Recent trends offer three strands of evidence that suggest there is plenty of oil and gas left to find, which should encourage explorers.
First, creaming curves. These plot cumulative volumes found against cumulative exploration wells drilled and provide a measure of resources found per well. While the industry has been finding rather less in recent years compared with previous decades, that is down to drilling fewer wells. The global creaming curve reveals a near straight-line trajectory with a steady gradient of around 30 million boe discovered per well, including the dry holes. It is a trend unchanged over the past four decades and more than 50,000 wells. An abrupt decline in such a long-established trend seems unlikely.

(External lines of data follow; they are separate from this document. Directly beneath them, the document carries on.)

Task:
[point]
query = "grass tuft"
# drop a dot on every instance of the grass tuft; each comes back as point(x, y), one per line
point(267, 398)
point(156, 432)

Second, the frequent emergence of big new plays. Since 2000, we observe that important new geological plays typically emerge every 18 months. An overwhelming majority of these ‘needle-moving’ discoveries lie in deepwater environments. After three decades of such exploration, most of the world’s deepwater basins, in waters from 400 metres to over 3,000 metres, are barely drilled.
Third, recent acreage capture by leading explorers. Those with the greatest knowledge of subsurface potential continue to invest. The Majors have jumped on the bandwagon of deepwater exploration, eager to unlock the next frontier. They now hold nearly 70% of their net acreage in deepwater and dedicate a similar proportion of their exploration and appraisal (E&A) spending to the sector.
Increasingly, national oil companies (NOCs) are following suit, as government mandates to increase production and ensure domestic energy security prevail. Although NOC portfolios show greater variance in their deepwater acreage footprint, companies such as Qatar Energy, Petrobras, PETRONAS and CNOOC now hold 40% to 90% of their global acreage portfolios in deepwater.
Between 2000 and 2013, high-impact successes were dominated by exploration-focused mid to large caps. Exploration and production companies (E&Ps) such as Anadarko, Kosmos, Tullow and Woodside opened many new plays and ranked high among the sector’s leaders for a while. Financial backing largely dried up with the oil-price fall in 2014, and many of these companies were forced to take a more conservative approach to exploration, often shifting towards infrastructure-led opportunities or developing other capabilities. Investors are not yet showing much enthusiasm for E&Ps’ return to exploration frontiers, nor is it obvious what might change that in future.